My validation accuracy is the same after every epoch. Not sure what i'm doing wrong here? I have added my CNN network and my training function below. I initialise the CNN once. The training function however, works perfectly fine, the loss goes down and the accuracy increases per epoch. I made a test function the same structure as my validation function and the same thing happens. My train/val split is 40000/10000. I am using cifar 10.
Below is my code:
#Make train function (simple at first)
def train_network(model, optimizer, train_loader, num_epochs=10):
total_epochs = notebook.tqdm(range(num_epochs))
model.train()
for epoch in total_epochs:
train_acc = 0.0
running_loss = 0.0
for i, (x_train, y_train) in enumerate(train_loader):
x_train, y_train = x_train.to(device), y_train.to(device)
y_pred = model(x_train)
loss = criterion(y_pred, y_train)
loss.backward()
optimizer.step()
optimizer.zero_grad()
running_loss += loss.item()
train_acc += accuracy(y_pred, y_train)
running_loss /= len(train_loader)
train_acc /= len(train_loader)
print('Evaluation Loss: %.3f | Evaluation Accuracy: %.3f'%(running_loss, train_acc))
@torch.no_grad()
def validate_network(model, optimizer, val_loader, num_epochs=10):
model.eval()
total_epochs = notebook.tqdm(range(num_epochs))
for epoch in total_epochs:
accu = 0.0
running_loss = 0.0
for i, (x_val, y_val) in enumerate(val_loader):
x_val, y_val = x_val.to(device), y_val.to(device)
val_pred = model(x_val)
loss = criterion(val_pred, y_val)
running_loss += loss.item()
accu += accuracy(val_pred, y_val)
running_loss /= len(val_loader)
accu /= len(val_loader)
print('Val Loss: %.3f | Val Accuracy: %.3f'%(running_loss,accu))
OUTPUT:
Val Loss: 0.623 | Val Accuracy: 0.786
Val Loss: 0.623 | Val Accuracy: 0.786
Val Loss: 0.623 | Val Accuracy: 0.786
Val Loss: 0.623 | Val Accuracy: 0.786
Val Loss: 0.623 | Val Accuracy: 0.786
Val Loss: 0.623 | Val Accuracy: 0.786
Val Loss: 0.623 | Val Accuracy: 0.786
Val Loss: 0.623 | Val Accuracy: 0.786
Val Loss: 0.623 | Val Accuracy: 0.786
Val Loss: 0.623 | Val Accuracy: 0.786
So I guess my question is, how do I get a a representative output for my accuracy and loss per epoch when validating.

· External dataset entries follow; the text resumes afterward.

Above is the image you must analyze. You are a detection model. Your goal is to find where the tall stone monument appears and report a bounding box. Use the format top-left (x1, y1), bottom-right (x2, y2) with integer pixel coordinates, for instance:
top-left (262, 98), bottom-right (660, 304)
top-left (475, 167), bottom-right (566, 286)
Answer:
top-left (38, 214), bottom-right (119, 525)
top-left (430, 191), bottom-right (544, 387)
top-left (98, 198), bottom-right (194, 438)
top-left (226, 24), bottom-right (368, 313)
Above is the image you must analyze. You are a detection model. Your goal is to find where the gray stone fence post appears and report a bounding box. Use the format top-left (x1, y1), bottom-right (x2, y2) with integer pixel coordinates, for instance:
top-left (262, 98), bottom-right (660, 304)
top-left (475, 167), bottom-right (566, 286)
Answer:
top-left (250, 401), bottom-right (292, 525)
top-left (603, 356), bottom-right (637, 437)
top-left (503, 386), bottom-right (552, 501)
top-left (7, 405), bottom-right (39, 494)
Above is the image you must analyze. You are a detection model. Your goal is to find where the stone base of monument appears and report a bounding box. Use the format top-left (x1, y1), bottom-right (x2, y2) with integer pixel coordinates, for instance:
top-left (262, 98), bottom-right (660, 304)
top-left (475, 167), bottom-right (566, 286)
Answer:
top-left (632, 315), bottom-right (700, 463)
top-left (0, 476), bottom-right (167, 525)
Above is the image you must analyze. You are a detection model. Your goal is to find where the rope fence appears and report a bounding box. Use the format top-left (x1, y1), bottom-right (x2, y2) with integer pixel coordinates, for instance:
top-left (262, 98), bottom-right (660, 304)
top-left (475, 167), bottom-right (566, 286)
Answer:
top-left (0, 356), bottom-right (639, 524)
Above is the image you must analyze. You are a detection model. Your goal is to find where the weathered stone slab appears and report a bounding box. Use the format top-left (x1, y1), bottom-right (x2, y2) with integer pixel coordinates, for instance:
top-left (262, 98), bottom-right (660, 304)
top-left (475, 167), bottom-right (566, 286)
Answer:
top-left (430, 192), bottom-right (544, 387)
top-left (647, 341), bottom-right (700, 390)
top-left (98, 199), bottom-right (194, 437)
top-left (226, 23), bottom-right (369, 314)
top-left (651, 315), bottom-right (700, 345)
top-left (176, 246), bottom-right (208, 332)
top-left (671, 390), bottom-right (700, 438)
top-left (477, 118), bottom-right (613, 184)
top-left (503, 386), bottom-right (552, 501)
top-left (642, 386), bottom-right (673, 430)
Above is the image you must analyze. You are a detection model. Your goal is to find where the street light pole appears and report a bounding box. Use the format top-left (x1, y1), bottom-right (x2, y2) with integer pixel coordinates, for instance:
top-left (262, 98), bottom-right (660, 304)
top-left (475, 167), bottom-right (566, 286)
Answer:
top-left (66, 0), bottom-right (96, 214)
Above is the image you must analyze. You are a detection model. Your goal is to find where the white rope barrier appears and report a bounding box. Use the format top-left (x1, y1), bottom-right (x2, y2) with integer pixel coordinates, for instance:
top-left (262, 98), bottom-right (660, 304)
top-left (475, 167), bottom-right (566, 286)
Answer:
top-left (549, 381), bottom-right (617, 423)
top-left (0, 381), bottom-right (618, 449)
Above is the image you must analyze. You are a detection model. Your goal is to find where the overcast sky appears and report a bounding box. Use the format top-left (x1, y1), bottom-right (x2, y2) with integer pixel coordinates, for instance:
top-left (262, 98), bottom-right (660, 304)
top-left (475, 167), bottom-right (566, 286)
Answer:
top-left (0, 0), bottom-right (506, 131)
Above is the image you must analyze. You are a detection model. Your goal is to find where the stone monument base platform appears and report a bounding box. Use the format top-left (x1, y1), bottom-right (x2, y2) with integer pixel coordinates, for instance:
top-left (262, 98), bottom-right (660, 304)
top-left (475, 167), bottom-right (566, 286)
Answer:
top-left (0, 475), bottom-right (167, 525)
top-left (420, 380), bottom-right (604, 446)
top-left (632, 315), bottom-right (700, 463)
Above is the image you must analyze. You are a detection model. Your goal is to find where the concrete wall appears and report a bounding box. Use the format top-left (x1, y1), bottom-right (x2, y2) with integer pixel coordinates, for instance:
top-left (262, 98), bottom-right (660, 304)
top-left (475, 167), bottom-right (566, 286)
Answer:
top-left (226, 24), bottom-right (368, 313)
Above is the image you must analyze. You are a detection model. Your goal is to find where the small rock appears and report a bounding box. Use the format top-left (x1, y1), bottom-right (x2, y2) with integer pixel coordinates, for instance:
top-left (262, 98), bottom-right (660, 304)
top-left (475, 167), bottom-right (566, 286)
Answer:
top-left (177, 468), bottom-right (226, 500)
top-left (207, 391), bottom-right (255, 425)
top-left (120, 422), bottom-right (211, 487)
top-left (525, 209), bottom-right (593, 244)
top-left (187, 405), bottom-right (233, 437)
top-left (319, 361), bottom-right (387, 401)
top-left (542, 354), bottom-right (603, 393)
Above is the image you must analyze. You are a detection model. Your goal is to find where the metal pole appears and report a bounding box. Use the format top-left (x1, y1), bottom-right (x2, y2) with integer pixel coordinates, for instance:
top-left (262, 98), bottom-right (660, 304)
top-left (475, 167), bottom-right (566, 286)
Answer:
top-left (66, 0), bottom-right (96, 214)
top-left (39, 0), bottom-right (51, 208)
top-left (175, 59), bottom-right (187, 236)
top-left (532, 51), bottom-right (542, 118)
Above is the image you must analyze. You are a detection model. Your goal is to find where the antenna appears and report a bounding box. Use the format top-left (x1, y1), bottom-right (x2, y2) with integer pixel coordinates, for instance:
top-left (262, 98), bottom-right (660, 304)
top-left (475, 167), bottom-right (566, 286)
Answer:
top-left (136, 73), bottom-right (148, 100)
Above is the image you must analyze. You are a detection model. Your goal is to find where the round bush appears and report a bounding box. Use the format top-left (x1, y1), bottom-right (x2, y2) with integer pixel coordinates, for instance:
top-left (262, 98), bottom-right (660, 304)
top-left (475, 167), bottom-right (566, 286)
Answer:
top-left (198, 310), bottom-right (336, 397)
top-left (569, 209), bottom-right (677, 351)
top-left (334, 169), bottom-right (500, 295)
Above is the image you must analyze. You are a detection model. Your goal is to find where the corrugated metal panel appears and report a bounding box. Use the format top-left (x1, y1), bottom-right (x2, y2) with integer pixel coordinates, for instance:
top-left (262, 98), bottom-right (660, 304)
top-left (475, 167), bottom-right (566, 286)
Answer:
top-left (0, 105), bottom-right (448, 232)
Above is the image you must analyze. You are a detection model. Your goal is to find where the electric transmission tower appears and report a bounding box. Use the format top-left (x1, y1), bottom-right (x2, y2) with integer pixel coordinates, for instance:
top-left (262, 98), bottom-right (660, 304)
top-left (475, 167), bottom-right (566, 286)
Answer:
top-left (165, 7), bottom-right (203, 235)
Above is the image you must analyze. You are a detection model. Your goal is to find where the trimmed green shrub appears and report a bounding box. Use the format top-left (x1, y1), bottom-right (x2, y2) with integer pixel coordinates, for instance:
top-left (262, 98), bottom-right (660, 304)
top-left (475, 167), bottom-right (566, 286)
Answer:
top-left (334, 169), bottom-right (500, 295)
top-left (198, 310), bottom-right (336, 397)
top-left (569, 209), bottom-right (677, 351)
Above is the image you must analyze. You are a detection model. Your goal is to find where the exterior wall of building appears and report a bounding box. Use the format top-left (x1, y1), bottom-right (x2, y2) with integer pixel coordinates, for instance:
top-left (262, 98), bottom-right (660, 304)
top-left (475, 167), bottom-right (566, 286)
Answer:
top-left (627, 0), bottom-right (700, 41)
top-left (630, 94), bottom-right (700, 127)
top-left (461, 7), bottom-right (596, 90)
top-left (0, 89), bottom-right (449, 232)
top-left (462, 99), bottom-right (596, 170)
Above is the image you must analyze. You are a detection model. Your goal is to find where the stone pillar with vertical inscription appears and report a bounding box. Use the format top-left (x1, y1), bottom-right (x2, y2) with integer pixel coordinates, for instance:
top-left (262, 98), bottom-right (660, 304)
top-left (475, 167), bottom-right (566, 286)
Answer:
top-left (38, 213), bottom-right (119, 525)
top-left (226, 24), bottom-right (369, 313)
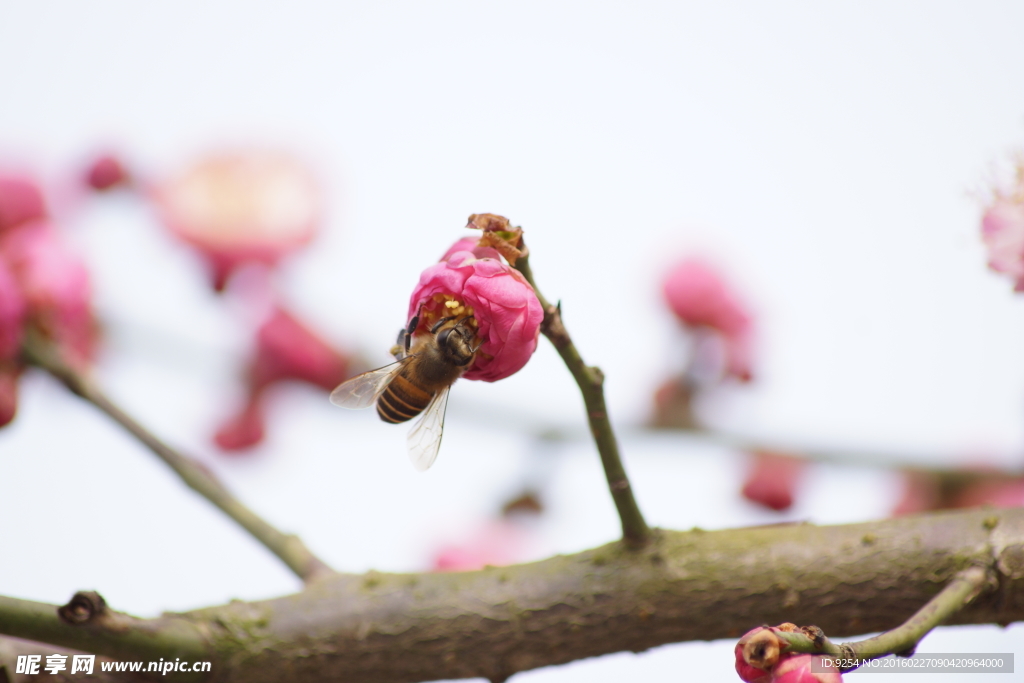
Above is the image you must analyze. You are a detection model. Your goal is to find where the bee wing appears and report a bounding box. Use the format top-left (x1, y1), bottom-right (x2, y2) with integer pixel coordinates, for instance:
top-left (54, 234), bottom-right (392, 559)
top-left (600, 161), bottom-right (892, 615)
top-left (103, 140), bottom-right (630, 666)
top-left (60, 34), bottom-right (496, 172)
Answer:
top-left (409, 386), bottom-right (452, 472)
top-left (331, 355), bottom-right (413, 410)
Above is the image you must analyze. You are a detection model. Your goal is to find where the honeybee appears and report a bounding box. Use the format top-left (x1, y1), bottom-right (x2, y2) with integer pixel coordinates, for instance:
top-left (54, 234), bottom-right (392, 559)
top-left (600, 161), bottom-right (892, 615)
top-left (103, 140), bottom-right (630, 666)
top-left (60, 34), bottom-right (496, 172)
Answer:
top-left (331, 315), bottom-right (480, 472)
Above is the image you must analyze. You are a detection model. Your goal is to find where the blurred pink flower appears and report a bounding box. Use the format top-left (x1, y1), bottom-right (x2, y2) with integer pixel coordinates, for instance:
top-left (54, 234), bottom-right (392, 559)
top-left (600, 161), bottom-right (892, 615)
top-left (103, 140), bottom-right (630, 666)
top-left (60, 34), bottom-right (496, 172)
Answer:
top-left (156, 152), bottom-right (322, 291)
top-left (981, 194), bottom-right (1024, 292)
top-left (250, 307), bottom-right (349, 390)
top-left (408, 240), bottom-right (544, 382)
top-left (771, 653), bottom-right (843, 683)
top-left (214, 306), bottom-right (351, 451)
top-left (0, 222), bottom-right (96, 366)
top-left (433, 519), bottom-right (527, 571)
top-left (950, 478), bottom-right (1024, 508)
top-left (213, 393), bottom-right (266, 452)
top-left (85, 155), bottom-right (129, 191)
top-left (742, 451), bottom-right (805, 511)
top-left (0, 362), bottom-right (22, 427)
top-left (664, 257), bottom-right (754, 381)
top-left (0, 259), bottom-right (25, 367)
top-left (0, 175), bottom-right (46, 232)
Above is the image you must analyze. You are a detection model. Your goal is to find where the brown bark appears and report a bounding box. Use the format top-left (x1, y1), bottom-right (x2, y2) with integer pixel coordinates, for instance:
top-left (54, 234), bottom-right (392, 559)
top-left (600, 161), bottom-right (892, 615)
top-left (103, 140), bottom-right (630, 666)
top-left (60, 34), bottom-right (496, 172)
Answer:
top-left (0, 510), bottom-right (1024, 683)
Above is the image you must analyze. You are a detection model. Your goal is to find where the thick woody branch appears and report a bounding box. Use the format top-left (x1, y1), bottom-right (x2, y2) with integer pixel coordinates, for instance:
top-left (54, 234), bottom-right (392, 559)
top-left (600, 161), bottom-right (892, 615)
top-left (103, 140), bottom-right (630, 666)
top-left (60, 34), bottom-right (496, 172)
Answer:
top-left (0, 510), bottom-right (1024, 683)
top-left (22, 335), bottom-right (333, 583)
top-left (515, 245), bottom-right (650, 546)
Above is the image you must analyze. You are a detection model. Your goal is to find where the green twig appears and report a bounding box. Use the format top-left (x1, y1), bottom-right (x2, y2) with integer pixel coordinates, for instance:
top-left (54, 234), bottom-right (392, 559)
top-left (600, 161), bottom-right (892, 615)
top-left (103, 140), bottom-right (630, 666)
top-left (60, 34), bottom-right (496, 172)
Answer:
top-left (515, 245), bottom-right (650, 546)
top-left (776, 566), bottom-right (990, 672)
top-left (22, 334), bottom-right (333, 583)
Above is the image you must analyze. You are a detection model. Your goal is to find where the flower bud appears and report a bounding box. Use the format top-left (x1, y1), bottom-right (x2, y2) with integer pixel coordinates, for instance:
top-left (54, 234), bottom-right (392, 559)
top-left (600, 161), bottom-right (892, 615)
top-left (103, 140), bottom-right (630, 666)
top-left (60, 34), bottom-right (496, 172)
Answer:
top-left (771, 653), bottom-right (843, 683)
top-left (0, 175), bottom-right (46, 232)
top-left (742, 451), bottom-right (805, 511)
top-left (664, 258), bottom-right (754, 382)
top-left (408, 241), bottom-right (544, 382)
top-left (733, 627), bottom-right (779, 683)
top-left (157, 152), bottom-right (321, 291)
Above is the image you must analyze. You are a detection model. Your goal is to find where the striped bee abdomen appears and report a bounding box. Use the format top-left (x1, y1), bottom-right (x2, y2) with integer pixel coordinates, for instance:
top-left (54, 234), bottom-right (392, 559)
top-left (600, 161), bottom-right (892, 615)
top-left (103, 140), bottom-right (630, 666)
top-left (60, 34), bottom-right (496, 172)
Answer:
top-left (377, 373), bottom-right (434, 423)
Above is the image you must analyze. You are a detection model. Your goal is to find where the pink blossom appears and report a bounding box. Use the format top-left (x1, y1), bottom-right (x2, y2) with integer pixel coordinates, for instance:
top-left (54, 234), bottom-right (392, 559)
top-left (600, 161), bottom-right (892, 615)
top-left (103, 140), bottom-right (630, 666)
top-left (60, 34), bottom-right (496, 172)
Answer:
top-left (664, 257), bottom-right (754, 381)
top-left (441, 238), bottom-right (502, 261)
top-left (0, 259), bottom-right (25, 367)
top-left (0, 362), bottom-right (22, 427)
top-left (433, 519), bottom-right (526, 571)
top-left (85, 155), bottom-right (128, 191)
top-left (213, 394), bottom-right (266, 452)
top-left (951, 477), bottom-right (1024, 508)
top-left (0, 175), bottom-right (46, 232)
top-left (213, 306), bottom-right (350, 451)
top-left (981, 195), bottom-right (1024, 292)
top-left (732, 626), bottom-right (780, 683)
top-left (156, 152), bottom-right (321, 291)
top-left (251, 307), bottom-right (348, 389)
top-left (733, 624), bottom-right (843, 683)
top-left (771, 653), bottom-right (843, 683)
top-left (0, 222), bottom-right (95, 365)
top-left (742, 451), bottom-right (805, 511)
top-left (409, 241), bottom-right (544, 382)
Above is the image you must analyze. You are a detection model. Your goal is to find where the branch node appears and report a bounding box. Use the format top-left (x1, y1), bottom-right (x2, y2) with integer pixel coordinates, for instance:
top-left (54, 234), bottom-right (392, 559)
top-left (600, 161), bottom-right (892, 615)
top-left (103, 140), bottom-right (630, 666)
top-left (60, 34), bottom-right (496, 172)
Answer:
top-left (57, 591), bottom-right (108, 626)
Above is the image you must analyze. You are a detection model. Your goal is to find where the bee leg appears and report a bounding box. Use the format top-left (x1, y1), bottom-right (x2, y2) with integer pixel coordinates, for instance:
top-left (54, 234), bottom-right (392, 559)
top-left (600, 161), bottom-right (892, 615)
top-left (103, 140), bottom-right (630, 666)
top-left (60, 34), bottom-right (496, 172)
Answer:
top-left (398, 313), bottom-right (420, 353)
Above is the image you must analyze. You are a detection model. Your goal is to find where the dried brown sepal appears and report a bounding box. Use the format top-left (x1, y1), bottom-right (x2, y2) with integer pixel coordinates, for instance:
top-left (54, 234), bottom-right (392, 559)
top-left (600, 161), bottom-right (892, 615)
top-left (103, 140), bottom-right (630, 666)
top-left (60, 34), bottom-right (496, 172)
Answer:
top-left (743, 629), bottom-right (785, 671)
top-left (57, 591), bottom-right (106, 626)
top-left (466, 213), bottom-right (528, 266)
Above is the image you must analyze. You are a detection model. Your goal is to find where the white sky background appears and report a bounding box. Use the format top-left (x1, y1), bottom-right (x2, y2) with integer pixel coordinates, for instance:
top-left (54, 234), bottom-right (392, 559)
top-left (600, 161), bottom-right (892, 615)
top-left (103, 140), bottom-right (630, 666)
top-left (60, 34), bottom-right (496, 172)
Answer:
top-left (0, 0), bottom-right (1024, 683)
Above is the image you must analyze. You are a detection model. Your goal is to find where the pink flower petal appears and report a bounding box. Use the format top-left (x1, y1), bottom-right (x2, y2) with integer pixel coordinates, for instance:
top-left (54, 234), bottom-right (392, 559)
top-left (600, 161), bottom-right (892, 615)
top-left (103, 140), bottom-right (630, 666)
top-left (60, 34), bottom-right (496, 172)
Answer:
top-left (408, 241), bottom-right (544, 382)
top-left (156, 151), bottom-right (322, 291)
top-left (0, 175), bottom-right (46, 232)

What happens here is that you run a loop for number_of_epochs
where you just trst the same network multiple times. I would recommend you calling the validation function during training at the end of each epoch to test the improvement of the epoch to the model's performance. This means that the training function should look something like:
def train_network(model, optimizer, train_loader, val_loader, num_epochs=10):
total_epochs = notebook.tqdm(range(num_epochs))
model.train()
for epoch in total_epochs:
train_acc = 0.0
running_loss = 0.0
for i, (x_train, y_train) in enumerate(train_loader):
x_train, y_train = x_train.to(device), y_train.to(device)
y_pred = model(x_train)
loss = criterion(y_pred, y_train)
loss.backward()
optimizer.step()
optimizer.zero_grad()
running_loss += loss.item()
train_acc += accuracy(y_pred, y_train)
running_loss /= len(train_loader)
train_acc /= len(train_loader)
print('Evaluation Loss: %.3f | Evaluation Accuracy: %.3f'%(running_loss, train_acc))
validate_network(model, optimizer, val_loader, num_epochs=1)
Notice that I added the validation loader as input and called the validation function at the end of each epoch, setting the validation number of epochs to 1. A small additional change will be to remove the epochs loop from the validation function.